Modified On December 8, 2006
Rumpled British wit Christopher Hitchens holds forth on the subject of humor and gender in this article for Vanity Fair (the magazine SHECKYmagazine called “Tiger Beat for people with post-graduate degrees”).
Why are men, taken on average and as a whole, funnier than women? Well, for one thing, they had damn well better be. The chief task in life that a man has to perform is that of impressing the opposite sex, and Mother Nature (as we laughingly call her) is not so kind to men. In fact, she equips many fellows with very little armament for the struggle.
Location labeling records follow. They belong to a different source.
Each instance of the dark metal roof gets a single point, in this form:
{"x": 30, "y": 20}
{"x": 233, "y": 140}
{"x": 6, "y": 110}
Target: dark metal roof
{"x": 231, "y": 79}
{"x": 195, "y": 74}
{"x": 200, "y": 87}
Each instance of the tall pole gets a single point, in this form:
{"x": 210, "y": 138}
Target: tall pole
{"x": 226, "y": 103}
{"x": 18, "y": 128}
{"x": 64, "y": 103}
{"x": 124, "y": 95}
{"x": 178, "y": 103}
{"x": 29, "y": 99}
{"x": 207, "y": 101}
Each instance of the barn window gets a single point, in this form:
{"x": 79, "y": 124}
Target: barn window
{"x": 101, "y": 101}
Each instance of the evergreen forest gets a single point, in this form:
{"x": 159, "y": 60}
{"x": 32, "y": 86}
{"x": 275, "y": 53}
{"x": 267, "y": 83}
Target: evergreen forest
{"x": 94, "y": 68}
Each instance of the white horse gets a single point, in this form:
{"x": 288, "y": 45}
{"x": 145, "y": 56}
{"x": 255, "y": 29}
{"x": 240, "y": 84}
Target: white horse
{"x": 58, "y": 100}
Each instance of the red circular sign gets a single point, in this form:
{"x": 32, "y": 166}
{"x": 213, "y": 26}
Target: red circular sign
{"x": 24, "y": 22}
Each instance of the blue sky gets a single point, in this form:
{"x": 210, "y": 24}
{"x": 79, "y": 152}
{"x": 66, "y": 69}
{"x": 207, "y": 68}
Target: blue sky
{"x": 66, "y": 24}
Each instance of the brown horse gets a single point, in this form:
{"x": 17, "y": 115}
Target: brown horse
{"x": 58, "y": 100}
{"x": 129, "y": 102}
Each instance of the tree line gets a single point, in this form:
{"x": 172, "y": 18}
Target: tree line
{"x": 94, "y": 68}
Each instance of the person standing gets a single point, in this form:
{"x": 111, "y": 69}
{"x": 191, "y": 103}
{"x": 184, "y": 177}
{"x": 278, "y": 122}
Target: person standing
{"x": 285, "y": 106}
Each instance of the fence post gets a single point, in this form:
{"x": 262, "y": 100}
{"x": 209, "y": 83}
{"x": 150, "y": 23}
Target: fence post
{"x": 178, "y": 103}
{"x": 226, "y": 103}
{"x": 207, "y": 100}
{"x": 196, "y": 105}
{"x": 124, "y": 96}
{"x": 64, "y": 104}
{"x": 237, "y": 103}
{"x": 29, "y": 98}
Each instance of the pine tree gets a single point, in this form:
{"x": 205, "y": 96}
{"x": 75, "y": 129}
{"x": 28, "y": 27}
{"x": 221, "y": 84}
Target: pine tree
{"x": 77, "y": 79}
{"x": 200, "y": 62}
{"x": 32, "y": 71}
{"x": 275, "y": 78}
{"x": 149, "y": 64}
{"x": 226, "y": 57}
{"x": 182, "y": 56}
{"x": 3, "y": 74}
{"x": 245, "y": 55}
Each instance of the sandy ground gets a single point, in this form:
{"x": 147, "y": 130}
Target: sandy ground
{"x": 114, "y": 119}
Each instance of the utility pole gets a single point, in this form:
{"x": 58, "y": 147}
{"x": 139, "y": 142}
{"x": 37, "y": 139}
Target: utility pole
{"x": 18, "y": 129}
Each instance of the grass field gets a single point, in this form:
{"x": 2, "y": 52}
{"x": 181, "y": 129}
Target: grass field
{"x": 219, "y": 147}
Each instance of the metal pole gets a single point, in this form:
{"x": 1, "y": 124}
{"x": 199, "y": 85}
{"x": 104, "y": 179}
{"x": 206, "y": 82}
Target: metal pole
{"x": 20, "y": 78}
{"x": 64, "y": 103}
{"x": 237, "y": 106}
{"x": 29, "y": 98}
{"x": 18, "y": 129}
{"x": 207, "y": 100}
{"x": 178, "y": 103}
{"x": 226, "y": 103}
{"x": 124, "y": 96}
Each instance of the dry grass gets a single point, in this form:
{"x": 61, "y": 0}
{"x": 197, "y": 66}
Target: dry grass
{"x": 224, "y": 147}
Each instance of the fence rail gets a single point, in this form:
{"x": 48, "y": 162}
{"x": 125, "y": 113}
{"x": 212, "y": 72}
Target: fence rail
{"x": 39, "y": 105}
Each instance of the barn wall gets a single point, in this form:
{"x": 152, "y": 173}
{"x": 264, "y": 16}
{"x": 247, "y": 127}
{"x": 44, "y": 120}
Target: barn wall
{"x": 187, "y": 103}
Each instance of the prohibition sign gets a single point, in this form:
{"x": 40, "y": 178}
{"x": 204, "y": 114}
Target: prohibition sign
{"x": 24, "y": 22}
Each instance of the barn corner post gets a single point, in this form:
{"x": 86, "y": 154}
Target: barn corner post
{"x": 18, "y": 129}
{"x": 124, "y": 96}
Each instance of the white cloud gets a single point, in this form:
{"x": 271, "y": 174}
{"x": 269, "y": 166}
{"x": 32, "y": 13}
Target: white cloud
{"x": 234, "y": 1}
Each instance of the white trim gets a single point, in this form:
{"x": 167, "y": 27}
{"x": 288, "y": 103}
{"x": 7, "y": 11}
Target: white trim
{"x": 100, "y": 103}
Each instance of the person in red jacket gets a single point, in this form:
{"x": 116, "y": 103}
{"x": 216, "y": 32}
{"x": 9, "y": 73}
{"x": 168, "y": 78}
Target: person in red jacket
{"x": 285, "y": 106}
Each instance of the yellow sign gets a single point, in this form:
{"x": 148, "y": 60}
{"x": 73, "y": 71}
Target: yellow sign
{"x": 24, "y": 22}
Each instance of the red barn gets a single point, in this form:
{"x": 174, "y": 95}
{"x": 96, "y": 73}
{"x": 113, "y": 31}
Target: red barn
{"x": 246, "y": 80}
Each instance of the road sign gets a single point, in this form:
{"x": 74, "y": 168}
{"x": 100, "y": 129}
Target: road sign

An average man has just one, outside chance: he had better be able to make the lady laugh. Making them laugh has been one of the crucial preoccupations of my life. If you can stimulate her to laughter—I am talking about that real, out-loud, head-back, mouth-open-to-expose-the-full-horseshoe-of-lovely-teeth, involuntary, full, and deep-throated mirth; the kind that is accompanied by a shocked surprise and a slight (no, make that a loud) peal of delight—well, then, you have at least caused her to loosen up and to change her expression. I shall not elaborate further.
Women have no corresponding need to appeal to men in this way. They already appeal to men, if you catch my drift.[…]
The Female Half Of The Staff says it should be re-titled “Why Christopher Hitchens Can’t Get It Up Around Funny, Hot Chicks.”
Hitchens’ piece makes a nice companion to Bonnie McFarlane‘s last column for SHECKYmagazine, “Women Aren’t Funny.”